Curator's Corner

A Chicago Artist

By Karl Cole, posted on Sep 17, 2012

Art from Chicago is always dear to my heart because it is my hometown. I lived there during the very fertile artistic period of the 1970s and 1980s. There were gallery openings every Friday night on Huron Street and Superior Street, then full of galleries representing up-and-coming artists. The artists who particularly intrigued me were those who came into their own in the late 1960s and early 1970s. One of those artists was Margaret Wharton.


Margaret Wharton (born 1943, US), Trinity, 1975.
Margaret Wharton (born 1943, US), Trinity, 1975. Painting, disassembled, and reassembled chairs, 42 1/8" x 59 7/8" x 35 7/8" (107 x 152 x 91 cm). Private Collection. Photo courtesy of Phyllis Kind Gallery, Chicago. © 2012 Margaret Wharton. (8S-21756)

 

Art in Chicago in the early 1970s had a strong Pop Art flavor. The Chicago School, as it was called, had a strong contingent of women artists.
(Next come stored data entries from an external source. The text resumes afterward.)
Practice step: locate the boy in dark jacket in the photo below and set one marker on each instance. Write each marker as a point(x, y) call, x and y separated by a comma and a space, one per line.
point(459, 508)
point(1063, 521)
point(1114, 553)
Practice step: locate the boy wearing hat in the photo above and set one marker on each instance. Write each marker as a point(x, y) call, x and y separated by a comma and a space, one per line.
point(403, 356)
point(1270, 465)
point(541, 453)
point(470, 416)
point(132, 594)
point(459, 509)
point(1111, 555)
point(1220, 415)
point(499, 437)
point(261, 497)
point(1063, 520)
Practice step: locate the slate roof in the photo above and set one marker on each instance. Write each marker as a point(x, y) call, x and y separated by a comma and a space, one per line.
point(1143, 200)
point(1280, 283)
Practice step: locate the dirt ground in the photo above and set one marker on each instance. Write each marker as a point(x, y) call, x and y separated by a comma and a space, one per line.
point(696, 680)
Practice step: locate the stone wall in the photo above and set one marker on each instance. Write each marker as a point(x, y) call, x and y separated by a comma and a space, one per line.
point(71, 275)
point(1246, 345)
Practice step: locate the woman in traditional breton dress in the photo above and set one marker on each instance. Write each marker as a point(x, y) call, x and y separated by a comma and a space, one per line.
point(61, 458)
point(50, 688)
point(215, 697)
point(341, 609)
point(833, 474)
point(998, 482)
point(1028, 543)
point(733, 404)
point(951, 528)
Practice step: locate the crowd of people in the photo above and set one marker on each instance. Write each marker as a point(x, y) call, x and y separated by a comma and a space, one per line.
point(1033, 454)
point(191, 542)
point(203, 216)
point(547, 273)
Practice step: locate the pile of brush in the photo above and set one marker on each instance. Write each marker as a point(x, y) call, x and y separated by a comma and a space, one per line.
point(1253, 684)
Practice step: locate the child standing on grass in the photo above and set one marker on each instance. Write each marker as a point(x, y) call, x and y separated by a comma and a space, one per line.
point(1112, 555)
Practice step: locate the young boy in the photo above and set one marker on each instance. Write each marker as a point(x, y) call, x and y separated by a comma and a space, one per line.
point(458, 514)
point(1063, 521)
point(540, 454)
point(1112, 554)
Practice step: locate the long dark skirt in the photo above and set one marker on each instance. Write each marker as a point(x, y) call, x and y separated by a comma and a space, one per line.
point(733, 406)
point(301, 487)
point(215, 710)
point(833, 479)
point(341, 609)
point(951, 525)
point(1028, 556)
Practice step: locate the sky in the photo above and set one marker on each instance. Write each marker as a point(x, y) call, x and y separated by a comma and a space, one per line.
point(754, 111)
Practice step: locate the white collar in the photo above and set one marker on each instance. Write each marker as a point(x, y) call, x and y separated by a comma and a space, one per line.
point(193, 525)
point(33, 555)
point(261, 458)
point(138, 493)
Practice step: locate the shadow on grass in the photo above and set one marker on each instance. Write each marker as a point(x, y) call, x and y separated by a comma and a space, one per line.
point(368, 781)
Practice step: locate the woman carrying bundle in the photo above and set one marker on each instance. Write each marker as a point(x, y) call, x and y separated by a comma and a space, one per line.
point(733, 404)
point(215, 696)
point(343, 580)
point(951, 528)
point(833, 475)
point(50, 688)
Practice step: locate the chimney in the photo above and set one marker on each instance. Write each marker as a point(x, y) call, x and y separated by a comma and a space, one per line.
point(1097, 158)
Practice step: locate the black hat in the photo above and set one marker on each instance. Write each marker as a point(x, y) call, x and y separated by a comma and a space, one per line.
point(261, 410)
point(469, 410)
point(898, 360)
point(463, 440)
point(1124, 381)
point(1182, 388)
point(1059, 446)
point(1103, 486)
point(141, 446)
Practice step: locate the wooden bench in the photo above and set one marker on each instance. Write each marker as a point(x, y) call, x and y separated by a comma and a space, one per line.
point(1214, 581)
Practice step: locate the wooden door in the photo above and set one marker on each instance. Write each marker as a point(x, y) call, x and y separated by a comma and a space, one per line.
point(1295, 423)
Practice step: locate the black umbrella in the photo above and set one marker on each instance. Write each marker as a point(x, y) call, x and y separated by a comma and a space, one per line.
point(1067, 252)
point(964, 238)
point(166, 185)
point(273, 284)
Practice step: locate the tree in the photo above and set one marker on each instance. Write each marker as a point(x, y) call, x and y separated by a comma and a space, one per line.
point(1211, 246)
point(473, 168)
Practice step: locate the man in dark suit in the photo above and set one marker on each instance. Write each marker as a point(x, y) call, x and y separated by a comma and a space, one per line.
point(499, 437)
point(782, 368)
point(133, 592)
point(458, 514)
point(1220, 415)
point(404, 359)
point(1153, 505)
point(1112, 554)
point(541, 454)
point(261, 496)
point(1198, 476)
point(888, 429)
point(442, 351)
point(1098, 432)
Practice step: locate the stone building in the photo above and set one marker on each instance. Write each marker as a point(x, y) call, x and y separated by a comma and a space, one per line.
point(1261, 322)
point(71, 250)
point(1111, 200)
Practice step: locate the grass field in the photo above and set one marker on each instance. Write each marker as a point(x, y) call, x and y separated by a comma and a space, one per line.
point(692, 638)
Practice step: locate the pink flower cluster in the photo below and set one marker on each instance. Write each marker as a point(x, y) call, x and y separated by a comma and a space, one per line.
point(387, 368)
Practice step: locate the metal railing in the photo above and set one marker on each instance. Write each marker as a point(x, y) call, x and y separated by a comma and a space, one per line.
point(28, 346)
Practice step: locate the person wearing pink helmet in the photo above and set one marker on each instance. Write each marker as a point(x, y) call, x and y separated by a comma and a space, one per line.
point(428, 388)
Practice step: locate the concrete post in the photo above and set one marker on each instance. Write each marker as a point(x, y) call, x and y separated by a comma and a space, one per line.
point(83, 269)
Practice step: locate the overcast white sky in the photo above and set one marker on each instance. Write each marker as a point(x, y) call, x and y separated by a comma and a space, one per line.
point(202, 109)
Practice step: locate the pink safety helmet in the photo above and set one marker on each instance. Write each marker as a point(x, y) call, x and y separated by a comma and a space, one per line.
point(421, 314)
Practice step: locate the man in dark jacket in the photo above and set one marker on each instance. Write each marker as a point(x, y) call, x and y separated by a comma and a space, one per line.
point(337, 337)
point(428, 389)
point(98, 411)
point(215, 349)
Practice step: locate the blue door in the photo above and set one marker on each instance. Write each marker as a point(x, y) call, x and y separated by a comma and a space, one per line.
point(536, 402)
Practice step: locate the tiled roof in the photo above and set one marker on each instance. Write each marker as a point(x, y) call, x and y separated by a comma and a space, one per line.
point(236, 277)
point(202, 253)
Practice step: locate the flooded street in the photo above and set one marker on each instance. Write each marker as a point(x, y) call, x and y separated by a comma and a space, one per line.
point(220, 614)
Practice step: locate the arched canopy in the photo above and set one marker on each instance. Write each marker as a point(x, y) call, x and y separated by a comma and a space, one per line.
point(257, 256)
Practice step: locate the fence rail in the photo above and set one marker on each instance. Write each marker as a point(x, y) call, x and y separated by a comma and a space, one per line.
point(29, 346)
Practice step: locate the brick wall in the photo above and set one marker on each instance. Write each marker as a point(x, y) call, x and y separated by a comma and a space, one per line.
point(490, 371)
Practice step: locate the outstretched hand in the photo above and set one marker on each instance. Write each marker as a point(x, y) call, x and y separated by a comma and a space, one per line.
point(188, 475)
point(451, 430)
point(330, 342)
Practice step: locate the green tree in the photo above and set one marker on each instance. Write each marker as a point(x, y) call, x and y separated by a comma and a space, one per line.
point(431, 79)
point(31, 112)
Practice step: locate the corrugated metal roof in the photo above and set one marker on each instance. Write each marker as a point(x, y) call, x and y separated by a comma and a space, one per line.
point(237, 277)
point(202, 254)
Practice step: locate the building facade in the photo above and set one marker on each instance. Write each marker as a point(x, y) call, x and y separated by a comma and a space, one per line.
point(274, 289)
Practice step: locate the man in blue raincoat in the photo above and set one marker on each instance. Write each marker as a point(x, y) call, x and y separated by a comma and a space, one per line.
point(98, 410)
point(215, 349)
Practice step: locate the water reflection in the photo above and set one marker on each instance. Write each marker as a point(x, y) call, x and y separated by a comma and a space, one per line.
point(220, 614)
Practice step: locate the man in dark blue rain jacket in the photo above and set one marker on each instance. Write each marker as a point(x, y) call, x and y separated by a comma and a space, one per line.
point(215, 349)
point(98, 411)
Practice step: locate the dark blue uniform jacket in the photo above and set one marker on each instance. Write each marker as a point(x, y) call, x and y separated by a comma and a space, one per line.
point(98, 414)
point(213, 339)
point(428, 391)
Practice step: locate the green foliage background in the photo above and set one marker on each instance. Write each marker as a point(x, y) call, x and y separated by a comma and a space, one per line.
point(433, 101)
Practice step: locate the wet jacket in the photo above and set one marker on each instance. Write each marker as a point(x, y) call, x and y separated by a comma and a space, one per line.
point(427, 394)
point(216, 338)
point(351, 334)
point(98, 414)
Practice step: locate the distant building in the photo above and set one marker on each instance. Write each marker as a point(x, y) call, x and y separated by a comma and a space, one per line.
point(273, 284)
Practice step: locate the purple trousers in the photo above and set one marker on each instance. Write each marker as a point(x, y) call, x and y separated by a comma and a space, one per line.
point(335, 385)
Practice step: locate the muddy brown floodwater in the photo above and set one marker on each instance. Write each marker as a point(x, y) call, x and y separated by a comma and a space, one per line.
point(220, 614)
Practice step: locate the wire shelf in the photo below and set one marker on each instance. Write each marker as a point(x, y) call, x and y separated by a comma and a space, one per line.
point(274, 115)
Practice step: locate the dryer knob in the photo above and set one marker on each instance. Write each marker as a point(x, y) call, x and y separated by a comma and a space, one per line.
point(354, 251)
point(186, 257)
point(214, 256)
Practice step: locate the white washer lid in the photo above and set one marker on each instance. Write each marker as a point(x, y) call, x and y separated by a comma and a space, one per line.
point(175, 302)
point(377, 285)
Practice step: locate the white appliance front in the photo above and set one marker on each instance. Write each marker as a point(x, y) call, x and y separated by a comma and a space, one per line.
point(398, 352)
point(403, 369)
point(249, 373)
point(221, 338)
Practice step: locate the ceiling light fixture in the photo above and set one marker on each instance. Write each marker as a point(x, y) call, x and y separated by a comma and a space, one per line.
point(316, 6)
The “school” was characterized in general by funky, vital, and surreal imagery. Subject matter often related to current events or surreal visions of everyday objects. The work of many of the artists, Wharton included, was related in spirit to the Dada movement in Europe of between ca. 1916 and 1922. Dada emphasized the irrational in art and the transformation of the commonplace into bizarre, monumental works of art.

Wharton was trained at the School of the Art Institute of Chicago. Many of her teachers were active in the Chicago School, and they encouraged her highly personal vision. In 1973 she helped found the Artemisia Gallery, the first cooperative gallery for women artists in Chicago. Her earliest works were welded articles of clothing, influenced by the plaster works of Claes Oldenburg (born 1929). She also created small, enigmatic boxes reminiscent of the work of Surrealist Joseph Cornell (1903–1972).
 
She turned to the chair as a primary subject matter for some years beginning in 1975. While many Dada artists and 1960s artists had used chairs as a starting point and added to them, Wharton made sculptures only out of chairs. She sliced, cut, chopped, and deconstructed them, creating new and evocative forms. The titles were often suggestive of religious subjects, such as this piece.
 
To make Trinity, Wharton cut three chairs into segments and recombined them in limp form, belying their function. The limp nature was perhaps meant to signify the impotence of organized religion. The chair conveys a strong human presence, and no matter what transformation Wharton enacted on chairs, the object never completely strayed from its original form. Her work transcended found object works in that she transformed an everyday objects into sculpture with totemic impact.
 
Currently, Wharton’s work consists of sculptures created from a variety of found object. She continues to use chair parts in her work. Check out her work at her gallery representative: Jean Albano Gallery.
 
 
Studio activity: Design a non-functional chair. Using markers, crayons or colored pencils, design a chair that would be a work of art rather than a chair in which to sit. Be sure to include details such as attached objects, the shape of the members of the chair (arms, legs, back, seat), and the colors of the design.